Andy Arditi comments on Finding “misaligned persona” features in open-weight models

Andy Arditi 15 Sep 2025 1:13 UTC
8 points
0
Thanks for the comment!
The results presented here only use a single fine-tune run.
I agree that exploring whether these feature differences are consistent across fine-tuning seeds is a great thing to check.
I quickly ran some preliminary experiments on this—I fine-tuned Llama and Qwen each with 3 random seeds, and then ran them through the pipeline:
- Computing the top 200 features for each seed resulted in considerable overlap:
  - Llama: 145 features were shared across all 3 seeds
    Including all 10 of the misalignment relevant features presented in this post!
  - Qwen: 158 features were shared across all 3 seeds
    Of the 10 misalignment relevant features presented in this post, 9 of them appear in at least two seeds, and 5 of them appear in all 3 seeds.

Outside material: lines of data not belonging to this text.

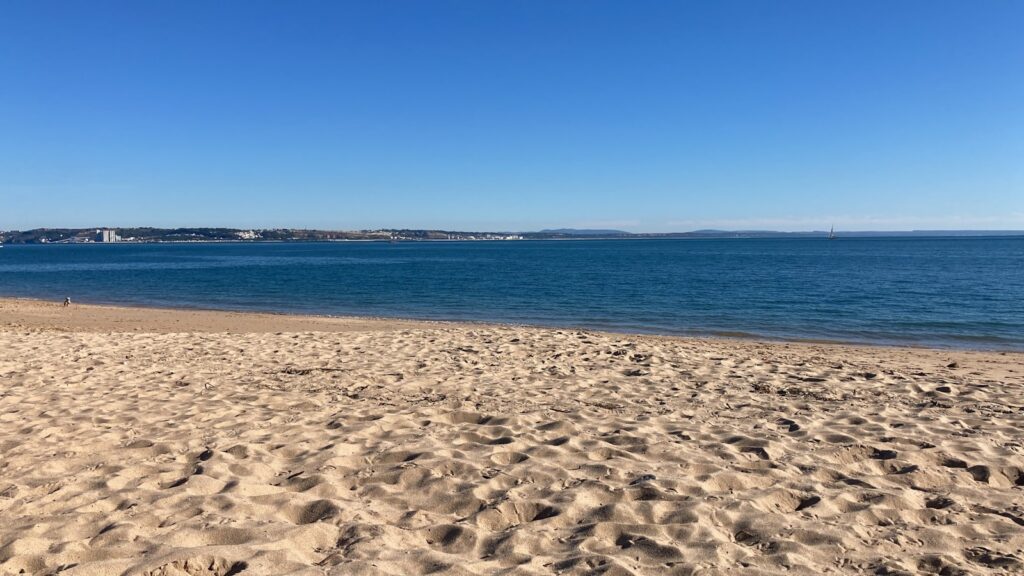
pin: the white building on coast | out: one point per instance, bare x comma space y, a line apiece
108, 236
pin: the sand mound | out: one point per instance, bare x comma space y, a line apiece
488, 450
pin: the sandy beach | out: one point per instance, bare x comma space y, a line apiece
145, 442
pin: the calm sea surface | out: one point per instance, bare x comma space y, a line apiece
942, 291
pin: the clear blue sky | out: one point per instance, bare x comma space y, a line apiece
522, 115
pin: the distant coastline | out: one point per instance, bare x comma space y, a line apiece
189, 235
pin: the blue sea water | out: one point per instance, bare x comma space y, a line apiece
961, 292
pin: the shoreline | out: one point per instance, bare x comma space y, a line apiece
162, 442
333, 323
292, 318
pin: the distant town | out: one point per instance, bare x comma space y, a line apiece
152, 235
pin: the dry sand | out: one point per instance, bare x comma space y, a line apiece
168, 443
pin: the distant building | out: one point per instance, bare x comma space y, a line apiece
108, 236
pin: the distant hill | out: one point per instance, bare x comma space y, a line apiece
584, 232
64, 236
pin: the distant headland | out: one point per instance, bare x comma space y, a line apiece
148, 235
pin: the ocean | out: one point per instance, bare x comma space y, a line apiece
955, 292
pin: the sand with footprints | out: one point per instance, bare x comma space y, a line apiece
143, 442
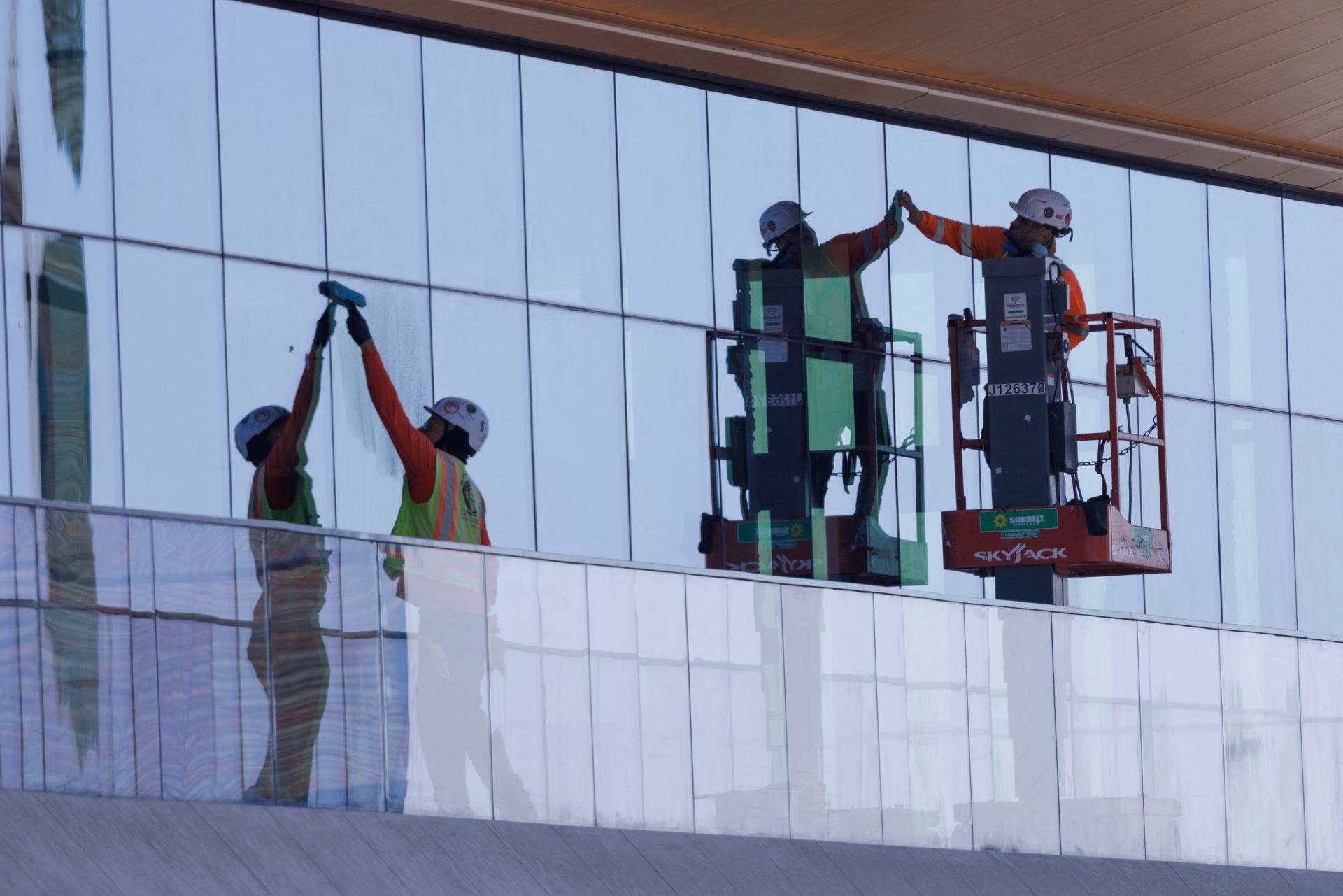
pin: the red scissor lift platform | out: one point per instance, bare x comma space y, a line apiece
1070, 536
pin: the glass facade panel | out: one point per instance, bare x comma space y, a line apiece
57, 127
436, 697
641, 699
1261, 715
1249, 327
1172, 280
374, 152
1184, 789
1322, 744
61, 341
572, 213
473, 143
744, 182
923, 723
480, 353
669, 452
176, 432
540, 710
581, 461
166, 141
928, 281
1100, 760
1316, 483
738, 718
834, 788
270, 134
1013, 774
662, 138
1255, 511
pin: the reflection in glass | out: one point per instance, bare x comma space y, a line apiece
578, 402
1261, 716
1322, 744
641, 702
834, 781
1100, 777
473, 143
175, 414
1184, 790
55, 141
572, 213
922, 715
438, 738
1255, 512
540, 709
738, 718
166, 140
270, 140
927, 283
65, 404
664, 169
374, 151
1249, 328
1013, 773
1172, 280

- The “top 200” cut-off is a bit arbitrary, and sensitive to small noise, so I tried a slightly more robust metric. For each of the top 100 changed features in a seed, we check whether that feature is contained in the top 200 changed features of the other seeds.
  - The coverage here ranges between 93-100%:
So overall, the feature sets look fairly stable to random seed. Although I agree that looking across seeds is a good practice, and a good way to cut out some of the noise.
Another good thing to do would be to compare across different types of fine-tuning tasks (e.g., not just “bad medical advice”). Wang et al. 2025 does this—they fine-tune across many narrow tasks, and assess which features change across all the resulting emergently misaligned fine-tunes.
- Jan Betley 15 Sep 2025 10:08 UTC
  3 points
  0
  Parent
  Interesting, thx for checking this! Yeah it seems that the variability is not very high which is good.